The test program I provided allows you to validate any method you design against the sample inputs and expected outputs. It compares the actual output produced by your method (given a sample input) with the expected output for that input. The program calculates a similarity percentage between the actual and expected outputs, giving you a quantitative measure of how closely your method matches the desired behavior. Additionally, for any differences between the actual and expected output arrays, the program specifies how each differing index varies, helping you pinpoint areas that need adjustment in your method.

Thank you for your efforts so far, I really appreciate it.

So let me see if i can stab at the actual problem definition.

We are specifically looking for Top level items that:
Begin with a number followed by a period.
Begin with a single letter followed by a period.
Begin with -, *, (dot), >, # or §, presumably followed by a space?

And sub-level items that:
Contain the top level item followed by a number or a single letter.
Begin with a number followed by a period (If the TLI was not a number followed by a period)
Begin with a letter followed by a period. (If the TLI was not a letter followed by a period)
Begin with a roman numeral sequence followed by a period.
Begin with -,*, (dot), where that symbol is not the same as the current Top level item.

?

Do we need to expect malformed lists? (IE: a letter sequence that starts with b. instead of a.)
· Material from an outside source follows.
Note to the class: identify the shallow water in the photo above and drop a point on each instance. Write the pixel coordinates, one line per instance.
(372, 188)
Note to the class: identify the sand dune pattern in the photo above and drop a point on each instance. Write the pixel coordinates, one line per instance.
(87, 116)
Thank you for your message, m_hutley. I understand your perspective on the examples provided in the problem statement. Allow me to clarify the intent behind those examples.
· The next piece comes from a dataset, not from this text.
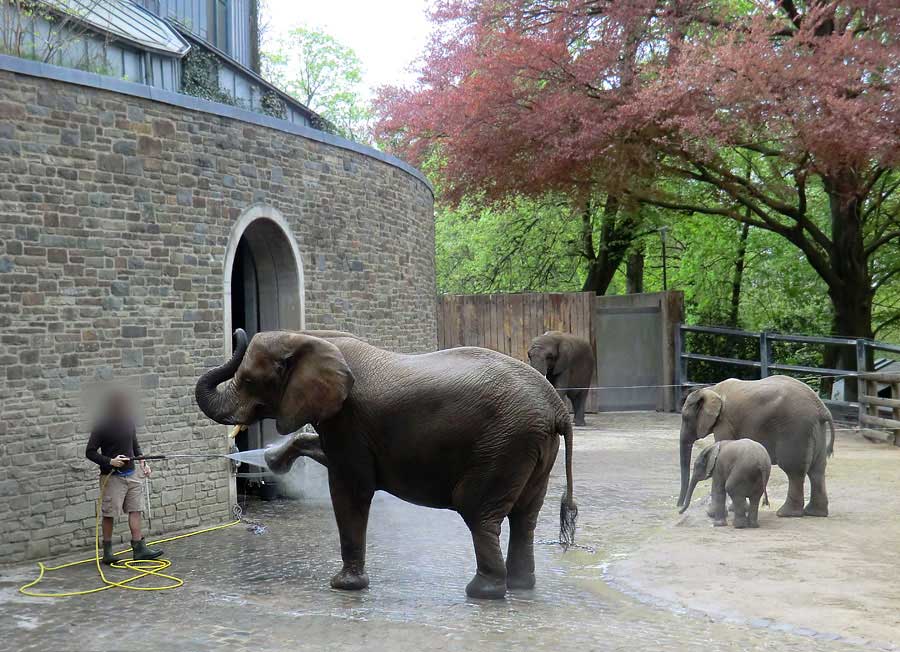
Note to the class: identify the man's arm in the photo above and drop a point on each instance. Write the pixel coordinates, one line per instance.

The examples of numbering systems (1., 2., 3.), lettering systems (A., B., C.), bullets (-, *, •), and symbols (>, #, §) were indeed meant to be illustrative rather than exhaustive. The purpose was to convey the general patterns and characteristics that define top-level items in the hierarchical list. These examples serve as a starting point to understand the concept, but they are not meant to be an all-inclusive list of every possible variation.

The point I was trying to make is that the examples follow a certain pattern, and although not every single iteration of that pattern was explicitly mentioned, the pattern itself can be extended and applied to similar cases. For instance, the numbering system examples (1., 2., 3.) imply that other variations like (i., ii., iii.) or (a., b., c.) would also be considered as top-level items. Similarly, the bullet examples (-, *, •) suggest that other common bullet symbols like (○, ■, ) would fall under the same category. The key is to recognize the underlying pattern rather than focusing solely on the specific examples provided.
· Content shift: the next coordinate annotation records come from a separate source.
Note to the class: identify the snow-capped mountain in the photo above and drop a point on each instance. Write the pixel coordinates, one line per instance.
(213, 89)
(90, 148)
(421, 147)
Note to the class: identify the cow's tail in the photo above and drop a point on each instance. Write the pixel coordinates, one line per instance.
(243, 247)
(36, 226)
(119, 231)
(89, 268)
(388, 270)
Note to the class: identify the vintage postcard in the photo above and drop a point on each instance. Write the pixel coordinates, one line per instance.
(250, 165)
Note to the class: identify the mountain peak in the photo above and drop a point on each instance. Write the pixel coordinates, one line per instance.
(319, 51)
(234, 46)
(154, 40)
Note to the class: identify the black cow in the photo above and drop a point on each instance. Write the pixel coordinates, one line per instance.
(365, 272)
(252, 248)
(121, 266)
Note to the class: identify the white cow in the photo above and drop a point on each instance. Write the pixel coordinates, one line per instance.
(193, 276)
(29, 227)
Regarding your point about exclamation marks, I agree that they may not directly follow the pattern of the included symbols. The symbols mentioned in the problem statement (>, #, §) are commonly used for outlining or demarcating sections, whereas exclamation marks serve a different purpose. However, I apologize if my previous response was unclear or contradictory in this regard. Moving forward, I would be happy to collaborate with you to refine the problem statement and ensure that the examples and explanations are consistent and unambiguous.

Please let me know if you have any specific suggestions or ideas on how we can improve the clarity and coherence of the problem description. I appreciate your detailed feedback and am committed to working together to solve the issues at hand.

Which is fine when you’re trying to explain something. But when you want actual CODE, you have to be specific and exhaustive, or the code wont match what you need. If I code something to look for “1.”, and you come back and say “Well it didnt find ‘One.’, so it fails”… that’s not a problem of the code.

Patterns are great, but computers dont understand “give me all numeric sequences”

I was conscious of that @m_hutley, but it was apparent that christinanamodeo832 had already put in a lot of effort into coding this and had some idea of what they were doing. It certainly didn’t look like the usual 'can you do my assignment for me?` questions we get on here.

basically, the assignment (although vague) reads as a recursive function definition; pseudocode…

Given an input array of sentences (defined to be the initial block of text split on \n);
define an empty result.
#label1
if the array is empty, return your result.
check the first element for a TLI.
if found, and the TLI’s type is not the same as the current TLI, add this line to your result; call this function again, passing by reference the remaining array and this TLI as the current TLI; add its result to your result.
shift the array.
goto label1